2.2 Evolution of Machine Learning in Plant Disease Detection

With the rise of machine learning in the early 2000s, the reliance on handcrafted features gave way to
more automated approaches. Machine learning models like Support Vector Machines (SVM), k-Nearest
Neighbors (k-NN), and Random Forest (RF) became popular in plant disease classification. These models
were capable of handling moderately sized datasets and were faster in deployment than manual methods.
However, their effectiveness still relied heavily on extracting the right features from the image.
The performance of these machine learning algorithms was limited by their sensitivity to environmental
conditions and their inability to automatically learn and extract deep hierarchical features from the input
images. As a result, while these models outperformed manual inspection methods, they often required
significant preprocessing and did not generalize well across different datasets or plant species.

Deep learning, particularly CNNs, revolutionized image classification tasks across various fields,
including medical imaging, facial recognition, and object detection. CNNs are particularly well-suited for
image-based plant disease detection due to their ability to automatically learn spatial hierarchies of
features from raw input data. CNNs can capture subtle differences in disease symptoms, enabling them to
outperform traditional machine-learning models that rely on handcrafted features.

CNNs consist of multiple layers of convolutions, pooling, and fully connected layers that progressively
learn different levels of abstraction from the input image. This ability to learn from raw pixel data allows
CNNs to handle the complexity and variability of plant disease images, making them ideal for large-scale
agricultural applications.

Mohanty et al. (2016) demonstrated the power of CNNs for plant disease detection using the PlantVillage
dataset, a comprehensive collection of plant images covering 14 crop species and 26 diseases. Their
CNN-based model achieved an accuracy of 99.35%, significantly outperforming traditional machine
learning methods. The study highlighted the potential of CNNs for real-time, high-accuracy plant disease
diagnosis.

2.3 CNN Architectures and Their Impact on Performance


Different CNN architectures have been employed for plant disease detection, each offering unique
strengths. Early architectures like AlexNet and LeNet have been used for basic plant disease detection
tasks. However, more advanced architectures like VGGNet, ResNet, and DenseNet have shown improved
performance in terms of accuracy and computational efficiency. The depth of these architectures allows
them to learn more complex patterns and features from plant disease images.

VGGNet: VGGNet, known for its simplicity and depth, has been used in several plant disease
classification studies. Its use of small (3x3) convolutional filters allows it to capture fine details in plant
images, making it suitable for identifying subtle disease symptoms.

Too et al. (2019) used a modified VGG16 model for tomato disease detection. They reported an accuracy
of 98.61%, emphasizing the role of deep architectures in enhancing disease classification performance.

ResNet: Residual Networks (ResNet) introduced the concept of skip connections to address the vanishing
gradient problem in deep networks. This architecture has proven particularly effective in plant disease
detection due to its ability to train deeper networks without the risk of performance degradation.

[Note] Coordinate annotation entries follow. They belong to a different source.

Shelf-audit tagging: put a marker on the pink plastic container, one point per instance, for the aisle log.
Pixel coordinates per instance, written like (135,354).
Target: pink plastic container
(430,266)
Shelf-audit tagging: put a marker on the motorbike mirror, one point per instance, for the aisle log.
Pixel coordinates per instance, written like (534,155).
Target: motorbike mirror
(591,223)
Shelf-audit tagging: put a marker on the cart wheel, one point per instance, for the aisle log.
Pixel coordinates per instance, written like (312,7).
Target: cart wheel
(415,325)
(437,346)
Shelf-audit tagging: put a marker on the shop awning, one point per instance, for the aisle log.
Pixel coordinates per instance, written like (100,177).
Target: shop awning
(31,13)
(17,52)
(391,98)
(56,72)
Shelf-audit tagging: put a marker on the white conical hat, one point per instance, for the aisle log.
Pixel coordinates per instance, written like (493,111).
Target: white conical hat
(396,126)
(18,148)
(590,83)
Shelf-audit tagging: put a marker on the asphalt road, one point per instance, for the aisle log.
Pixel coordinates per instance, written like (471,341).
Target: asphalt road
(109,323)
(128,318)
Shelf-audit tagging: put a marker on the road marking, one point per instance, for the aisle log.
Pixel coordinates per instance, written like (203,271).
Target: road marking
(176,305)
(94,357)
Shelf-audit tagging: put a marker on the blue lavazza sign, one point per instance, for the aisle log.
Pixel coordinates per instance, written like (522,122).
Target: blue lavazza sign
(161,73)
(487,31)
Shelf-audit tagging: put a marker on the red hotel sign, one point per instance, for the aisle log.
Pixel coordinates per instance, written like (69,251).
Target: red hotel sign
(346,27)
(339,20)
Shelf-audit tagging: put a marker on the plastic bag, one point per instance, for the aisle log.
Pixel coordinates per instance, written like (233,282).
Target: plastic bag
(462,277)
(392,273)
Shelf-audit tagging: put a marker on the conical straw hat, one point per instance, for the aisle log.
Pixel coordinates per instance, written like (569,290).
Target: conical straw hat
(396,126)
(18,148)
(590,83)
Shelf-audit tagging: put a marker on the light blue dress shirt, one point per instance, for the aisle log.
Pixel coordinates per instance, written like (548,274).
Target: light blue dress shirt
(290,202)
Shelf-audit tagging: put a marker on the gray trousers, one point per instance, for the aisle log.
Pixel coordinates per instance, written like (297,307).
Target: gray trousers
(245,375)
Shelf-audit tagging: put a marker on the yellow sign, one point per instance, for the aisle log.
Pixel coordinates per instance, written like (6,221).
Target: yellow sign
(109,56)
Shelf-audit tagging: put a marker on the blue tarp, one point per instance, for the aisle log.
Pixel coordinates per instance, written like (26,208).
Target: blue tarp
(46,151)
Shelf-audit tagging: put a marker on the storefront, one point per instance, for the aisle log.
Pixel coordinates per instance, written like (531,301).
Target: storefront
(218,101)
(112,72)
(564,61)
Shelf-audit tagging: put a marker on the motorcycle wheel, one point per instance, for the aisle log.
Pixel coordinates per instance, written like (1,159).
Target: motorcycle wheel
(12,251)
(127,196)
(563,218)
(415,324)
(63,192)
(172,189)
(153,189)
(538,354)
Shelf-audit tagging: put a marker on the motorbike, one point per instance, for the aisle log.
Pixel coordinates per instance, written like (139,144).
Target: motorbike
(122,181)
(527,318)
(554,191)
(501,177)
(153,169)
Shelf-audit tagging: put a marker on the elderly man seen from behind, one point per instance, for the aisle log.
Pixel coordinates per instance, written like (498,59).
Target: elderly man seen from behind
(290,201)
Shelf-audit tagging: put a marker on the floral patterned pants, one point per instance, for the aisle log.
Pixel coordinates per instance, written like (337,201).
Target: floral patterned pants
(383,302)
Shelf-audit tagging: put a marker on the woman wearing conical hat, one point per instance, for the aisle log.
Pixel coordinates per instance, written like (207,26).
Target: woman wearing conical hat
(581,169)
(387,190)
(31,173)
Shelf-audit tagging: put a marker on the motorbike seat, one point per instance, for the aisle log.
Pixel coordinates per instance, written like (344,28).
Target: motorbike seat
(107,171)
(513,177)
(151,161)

Chen et al. (2020) applied ResNet50 for the detection of multiple plant diseases, achieving 98.76%
accuracy. The use of skip connections helped the model generalize well across different plant species and
disease types.
DenseNet: DenseNet, which connects each layer to every other layer, enhances feature propagation and
reduces the risk of vanishing gradients. This architecture has been applied to complex plant disease
datasets with promising results.

Zhang et al. (2021) used DenseNet to classify diseases in apple and peach trees, achieving over 97%
accuracy across different datasets.

Fig 2.1 - Comparison of accuracy in data prediction of different CNN Models

2.4 Challenges in CNN-Based Plant Disease Detection

While CNNs have significantly advanced the field of plant disease detection, several challenges remain:

Intra-class variability: Within the same disease class, there can be significant variations in how the
disease manifests, depending on the stage of infection, lighting conditions, and environmental factors.
This can make it difficult for CNNs to learn consistent patterns across all samples of a particular disease.

Inter-class similarity: Some plant diseases exhibit similar symptoms, leading to confusion between
classes. For example, early-stage symptoms of different fungal diseases may look alike, making it
challenging for CNNs to differentiate between them.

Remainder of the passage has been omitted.